Mr Tantillo expressed his disappointment that the referendum would not be going forward to The Saint. “When we initially put it through, and the councils were split, although I didn’t have a vote at the time I was opposed to us doing it without a petition,” he said. “Though, once it was going forward, I was excited about it.”

He continued: “I think we’ve rectified a situation where we probably shouldn’t have had it [the referendum] in the first place. Though if there are any students out there who want it, in the future, the mechanisms still exist to bring it forward. I think we’ve done the right thing for the student body.”


  1. This whole Jo Boondoggle has been hilarious to watch.
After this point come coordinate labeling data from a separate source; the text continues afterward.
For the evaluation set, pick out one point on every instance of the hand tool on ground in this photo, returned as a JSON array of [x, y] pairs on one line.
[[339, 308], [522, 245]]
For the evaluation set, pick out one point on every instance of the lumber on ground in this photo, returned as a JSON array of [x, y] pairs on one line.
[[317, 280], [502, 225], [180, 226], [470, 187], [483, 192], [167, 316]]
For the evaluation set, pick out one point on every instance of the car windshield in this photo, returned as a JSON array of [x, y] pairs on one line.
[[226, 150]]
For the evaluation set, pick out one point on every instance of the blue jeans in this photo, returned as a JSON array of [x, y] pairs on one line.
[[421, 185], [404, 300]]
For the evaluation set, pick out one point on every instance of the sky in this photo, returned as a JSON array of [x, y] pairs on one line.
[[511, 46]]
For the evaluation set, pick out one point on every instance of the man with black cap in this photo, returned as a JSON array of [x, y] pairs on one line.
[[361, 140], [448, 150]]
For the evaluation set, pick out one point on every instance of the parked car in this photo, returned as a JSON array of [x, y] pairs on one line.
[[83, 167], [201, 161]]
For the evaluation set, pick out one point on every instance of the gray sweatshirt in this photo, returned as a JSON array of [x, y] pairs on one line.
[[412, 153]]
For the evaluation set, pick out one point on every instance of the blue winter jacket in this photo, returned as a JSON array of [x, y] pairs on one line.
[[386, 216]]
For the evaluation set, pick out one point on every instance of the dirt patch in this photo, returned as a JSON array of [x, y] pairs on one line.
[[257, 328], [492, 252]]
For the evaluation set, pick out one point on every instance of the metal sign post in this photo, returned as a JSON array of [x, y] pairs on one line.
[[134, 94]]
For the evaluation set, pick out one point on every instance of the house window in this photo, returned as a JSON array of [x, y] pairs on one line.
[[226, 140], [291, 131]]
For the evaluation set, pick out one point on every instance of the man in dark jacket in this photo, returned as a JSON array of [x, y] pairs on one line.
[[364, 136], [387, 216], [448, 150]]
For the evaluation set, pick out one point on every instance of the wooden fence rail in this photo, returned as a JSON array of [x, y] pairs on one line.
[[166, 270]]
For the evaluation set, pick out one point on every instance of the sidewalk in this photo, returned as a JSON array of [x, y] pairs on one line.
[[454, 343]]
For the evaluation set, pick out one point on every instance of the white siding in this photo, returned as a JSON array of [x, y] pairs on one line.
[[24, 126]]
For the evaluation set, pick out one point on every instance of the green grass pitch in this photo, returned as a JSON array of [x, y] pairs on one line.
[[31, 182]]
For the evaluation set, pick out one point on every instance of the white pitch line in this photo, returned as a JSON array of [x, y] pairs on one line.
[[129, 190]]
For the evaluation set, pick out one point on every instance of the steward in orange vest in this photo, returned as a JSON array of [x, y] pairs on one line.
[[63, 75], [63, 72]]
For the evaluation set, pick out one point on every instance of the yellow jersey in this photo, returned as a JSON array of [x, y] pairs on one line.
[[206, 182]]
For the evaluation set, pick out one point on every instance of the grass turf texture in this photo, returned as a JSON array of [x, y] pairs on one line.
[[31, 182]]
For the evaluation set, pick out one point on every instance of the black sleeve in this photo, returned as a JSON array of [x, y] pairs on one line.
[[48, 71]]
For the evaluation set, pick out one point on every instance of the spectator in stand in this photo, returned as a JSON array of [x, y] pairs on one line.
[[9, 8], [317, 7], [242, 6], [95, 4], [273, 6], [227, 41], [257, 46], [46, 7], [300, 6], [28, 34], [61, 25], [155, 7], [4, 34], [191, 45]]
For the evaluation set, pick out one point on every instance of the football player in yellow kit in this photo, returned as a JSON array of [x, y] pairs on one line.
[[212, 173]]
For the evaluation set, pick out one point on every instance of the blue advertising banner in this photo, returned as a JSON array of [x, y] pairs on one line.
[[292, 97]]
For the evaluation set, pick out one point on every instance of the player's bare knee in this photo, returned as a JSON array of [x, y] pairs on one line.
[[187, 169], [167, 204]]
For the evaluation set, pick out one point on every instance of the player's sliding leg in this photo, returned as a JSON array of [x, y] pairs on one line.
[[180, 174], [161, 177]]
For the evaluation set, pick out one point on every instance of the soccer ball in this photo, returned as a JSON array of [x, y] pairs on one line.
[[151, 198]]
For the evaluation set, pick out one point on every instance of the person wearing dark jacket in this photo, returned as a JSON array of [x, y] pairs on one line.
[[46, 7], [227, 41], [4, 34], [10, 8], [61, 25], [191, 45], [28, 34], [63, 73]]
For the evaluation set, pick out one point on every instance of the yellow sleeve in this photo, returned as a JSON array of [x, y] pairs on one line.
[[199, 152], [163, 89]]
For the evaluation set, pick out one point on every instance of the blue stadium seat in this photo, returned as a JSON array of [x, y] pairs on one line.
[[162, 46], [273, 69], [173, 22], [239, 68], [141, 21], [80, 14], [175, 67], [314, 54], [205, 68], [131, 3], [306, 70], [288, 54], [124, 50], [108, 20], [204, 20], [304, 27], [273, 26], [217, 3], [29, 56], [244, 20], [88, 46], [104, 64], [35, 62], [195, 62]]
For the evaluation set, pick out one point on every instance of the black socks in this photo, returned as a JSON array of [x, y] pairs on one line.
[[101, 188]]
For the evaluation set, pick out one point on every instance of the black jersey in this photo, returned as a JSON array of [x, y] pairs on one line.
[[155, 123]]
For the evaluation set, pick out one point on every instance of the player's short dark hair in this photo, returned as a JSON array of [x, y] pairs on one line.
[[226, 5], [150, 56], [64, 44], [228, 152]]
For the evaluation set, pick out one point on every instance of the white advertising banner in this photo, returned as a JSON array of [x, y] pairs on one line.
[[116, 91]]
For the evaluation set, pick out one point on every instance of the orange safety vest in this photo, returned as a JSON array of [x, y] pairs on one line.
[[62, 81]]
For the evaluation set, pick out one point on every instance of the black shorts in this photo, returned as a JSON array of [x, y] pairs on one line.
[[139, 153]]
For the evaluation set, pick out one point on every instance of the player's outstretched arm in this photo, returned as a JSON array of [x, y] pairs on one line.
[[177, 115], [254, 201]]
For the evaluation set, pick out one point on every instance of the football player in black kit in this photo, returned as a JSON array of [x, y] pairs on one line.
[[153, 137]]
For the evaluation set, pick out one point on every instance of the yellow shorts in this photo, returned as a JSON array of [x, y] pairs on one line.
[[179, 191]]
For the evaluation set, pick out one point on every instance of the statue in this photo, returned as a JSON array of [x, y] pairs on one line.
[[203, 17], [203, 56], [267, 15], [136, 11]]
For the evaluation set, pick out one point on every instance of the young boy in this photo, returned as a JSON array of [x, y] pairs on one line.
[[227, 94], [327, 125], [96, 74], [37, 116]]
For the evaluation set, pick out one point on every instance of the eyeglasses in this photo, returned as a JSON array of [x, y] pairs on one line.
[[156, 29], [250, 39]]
    First, despite the University historically having always rejected joining the NUS (75 percent to 25 percent last time!), a small group of activists railroaded us into having yet another referendum on the issue. For whatever reason they think we should be forced to accept the mandate of what a bunch of quote-unquote “activists” (under the veneer of being some kind of single-party legislature) decide on a whim. Yet most of the students here are smart enough to know that we are capable of governing ourselves, thank you very much, so it was always going to fail anyway.

    Then, despite the fact that we would have to fork over nearly 20,000 pounds to this organization, the pro-NUS camp whined that they didn’t have enough money to run their campaign. Obviously the irony that they request more money so they can campaign for our Union giving the rest of it away is lost on them. The annual affiliation fee would amount to 80 per cent of the societies’ budget granted by the University, but that is a small price to pay to score points for my frothing political agenda!

    Finally, despite their self-styled passion for student “politics” they resign at the last minute and end up just wasting our time and money. Precisely the kind of maturity one would expect from someone wanting to join that absurd organization.

    Let this issue die already, no one wants it, no one cares.